To extract named-entites of a certain types from dataframe, let's define a functin that make use of `textacy.extract.entities` function:

> **Important**: Here, We use this function with `apply` on a column containing `spaCy` documents. Be sure to process the text using `nlp` pipeline object before applying `extract_entities` function in this way.

In [None]:
def extract_entities(doc, include_types=None, sep='_'):

    ents = textacy.extract.entities(doc, 
             include_types=include_types, 
             exclude_types=None, 
             drop_determiners=True, 
             min_freq=1)
    
    return [sep.join([t.lemma_ for t in e])+'/'+e.label_ for e in ents]

In [None]:
# create new column containing PERSON and Geo-Political entities
example_df["NER"] = example_df["Text_spacy"].apply(extract_entities, [ "GPE"])
example_df

### Working on a Large Dataset

#### Enable GPU
`spaCy`s neural models benefit from running on GPU. Thus, we try to load the model on the GPU when we deal large datasets:

In [None]:
if spacy.prefer_gpu():
    print("Working on GPU")
else:
    print("No GPU found")

#### Disable unneccesary components of Pipeline
As mentioned before, `nlp` by default runs the entire `spaCy` pipeline, which includes part-of-speech tagging, parsing and named entity recognition. We can significantly improve the runtime by by **disabling unneccesary parts** of the pipeline when you load the model as follows:

In [None]:
# load the pipeline without tok2vec component and create the nlp object
nlp = spacy.load("en_core_web_sm", disable=["tok2vec"])

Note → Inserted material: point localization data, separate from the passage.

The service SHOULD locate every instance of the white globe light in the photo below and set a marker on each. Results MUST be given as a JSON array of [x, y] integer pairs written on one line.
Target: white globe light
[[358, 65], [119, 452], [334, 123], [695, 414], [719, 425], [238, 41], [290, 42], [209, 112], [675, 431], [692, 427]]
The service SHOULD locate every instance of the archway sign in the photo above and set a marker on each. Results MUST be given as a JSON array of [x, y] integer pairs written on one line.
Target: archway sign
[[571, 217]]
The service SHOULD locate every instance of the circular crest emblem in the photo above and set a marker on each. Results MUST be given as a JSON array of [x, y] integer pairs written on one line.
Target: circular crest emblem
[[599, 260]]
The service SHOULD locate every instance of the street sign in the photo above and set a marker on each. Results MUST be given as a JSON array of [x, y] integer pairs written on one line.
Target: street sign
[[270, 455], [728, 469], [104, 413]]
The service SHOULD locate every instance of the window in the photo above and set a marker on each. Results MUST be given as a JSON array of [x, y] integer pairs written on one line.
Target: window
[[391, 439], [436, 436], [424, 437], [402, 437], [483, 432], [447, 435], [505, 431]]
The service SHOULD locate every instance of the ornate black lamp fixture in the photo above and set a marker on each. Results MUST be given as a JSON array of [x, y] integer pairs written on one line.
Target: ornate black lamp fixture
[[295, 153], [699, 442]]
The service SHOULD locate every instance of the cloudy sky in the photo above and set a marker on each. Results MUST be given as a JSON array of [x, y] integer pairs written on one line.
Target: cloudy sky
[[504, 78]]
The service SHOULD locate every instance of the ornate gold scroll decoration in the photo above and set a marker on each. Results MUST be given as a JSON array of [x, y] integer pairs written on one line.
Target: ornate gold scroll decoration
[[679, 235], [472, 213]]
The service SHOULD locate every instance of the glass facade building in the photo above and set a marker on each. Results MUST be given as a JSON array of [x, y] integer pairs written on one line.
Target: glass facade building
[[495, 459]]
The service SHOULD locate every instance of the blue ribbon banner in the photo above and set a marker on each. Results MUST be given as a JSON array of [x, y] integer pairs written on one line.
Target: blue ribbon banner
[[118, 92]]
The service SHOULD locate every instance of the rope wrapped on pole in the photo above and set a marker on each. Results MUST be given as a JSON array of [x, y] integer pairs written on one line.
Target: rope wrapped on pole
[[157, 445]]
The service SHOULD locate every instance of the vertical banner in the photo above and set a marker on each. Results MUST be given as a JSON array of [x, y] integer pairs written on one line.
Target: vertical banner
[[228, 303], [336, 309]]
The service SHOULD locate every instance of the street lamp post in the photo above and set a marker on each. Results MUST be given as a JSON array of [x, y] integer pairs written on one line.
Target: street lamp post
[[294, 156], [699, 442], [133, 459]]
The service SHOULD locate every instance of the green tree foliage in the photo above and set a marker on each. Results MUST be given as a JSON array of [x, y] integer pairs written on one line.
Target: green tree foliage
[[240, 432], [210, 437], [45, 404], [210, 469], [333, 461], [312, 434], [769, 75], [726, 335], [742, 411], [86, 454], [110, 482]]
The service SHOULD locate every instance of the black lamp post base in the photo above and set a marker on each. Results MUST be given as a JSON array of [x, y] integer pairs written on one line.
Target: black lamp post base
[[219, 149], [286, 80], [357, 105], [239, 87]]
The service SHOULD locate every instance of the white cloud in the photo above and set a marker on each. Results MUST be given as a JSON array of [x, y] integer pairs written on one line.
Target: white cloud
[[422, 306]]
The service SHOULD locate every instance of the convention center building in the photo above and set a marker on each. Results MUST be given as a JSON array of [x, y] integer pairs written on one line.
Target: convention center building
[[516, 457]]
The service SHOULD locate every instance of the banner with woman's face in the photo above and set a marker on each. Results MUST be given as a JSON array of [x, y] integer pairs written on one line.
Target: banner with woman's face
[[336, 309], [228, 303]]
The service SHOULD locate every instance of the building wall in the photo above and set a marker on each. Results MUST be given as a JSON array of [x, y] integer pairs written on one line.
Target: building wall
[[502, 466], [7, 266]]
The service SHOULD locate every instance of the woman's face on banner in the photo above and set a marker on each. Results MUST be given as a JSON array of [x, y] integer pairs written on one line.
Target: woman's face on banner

#### Using `spaCy`s batch processing `nlp.pipe()`

When processing large volumes of text, it is recommended to use `spaCy`s batch processing for a significant performance gain. The function `nlp.pipe` takes an *iterable of texts*, *processes* them internally as batch, and *yields* a list fo processed `Doc` objects in the same order as the input data.

![image.png](attachment:2dad3b1b-5b85-48ed-8494-90f3de49e2c0.png)

> **NOTE**: In any case, it is helpful to watch the progress and get a runtime estimate. The `tqdm` ibrary is a great tool for that purpose because it provides progress bars for iterators and dataframe operations.

---
Check `spaCy` documentation for more information about `nlp.pipe()`:
* [Language Processing Pipelines](https://spacy.io/usage/processing-pipelines)

---

To use `nlp.pipeline`, we **first** have to define a batch size. **Then** we can loop over the batches and call `nlp.pipe`. In the inner loop we **extract** the features from the processed `doc` and **write** the values back into the dataframe. :

> **IMPORTANT NOTE**: When using `nlp.pipe`, keep in mind that it returns a generator that yields `Doc` objects – **NOT** a list. So if you want to use it like a list, you’ll have to call `list()` on it first:

![image.png](attachment:71545af4-3a01-41ba-b905-981027f2cbaa.png)

In [None]:
import math 
from tqdm import tqdm

# define batch size
batch_size = 50
# define number of batches
batches = math.ceil(len(df) / batch_size) ###

# add empty column
df["text_spaCy"] = None

# loop over batches, step size is equal to batch size
for i in tqdm(range(0, len(df), batch_size), total=batches):
    docs = nlp.pipe(df['clean_text_textacy'][i:i+batch_size])
    df["text_spaCy"].iloc[i:i+batch_size] = list(docs) 
    
df["NER"] = df["text_spaCy"].apply(extract_entities, ["PERSON"])

In [None]:
df.iloc[0:3]

In this notebook, we've seen how to gain early insights from textual data, how to build a text preprocessing pipeline to clean text, transform it, and extracting the basic features of textual data. The notebook provided a short introduction to the basics of text preprocessing with spaCy.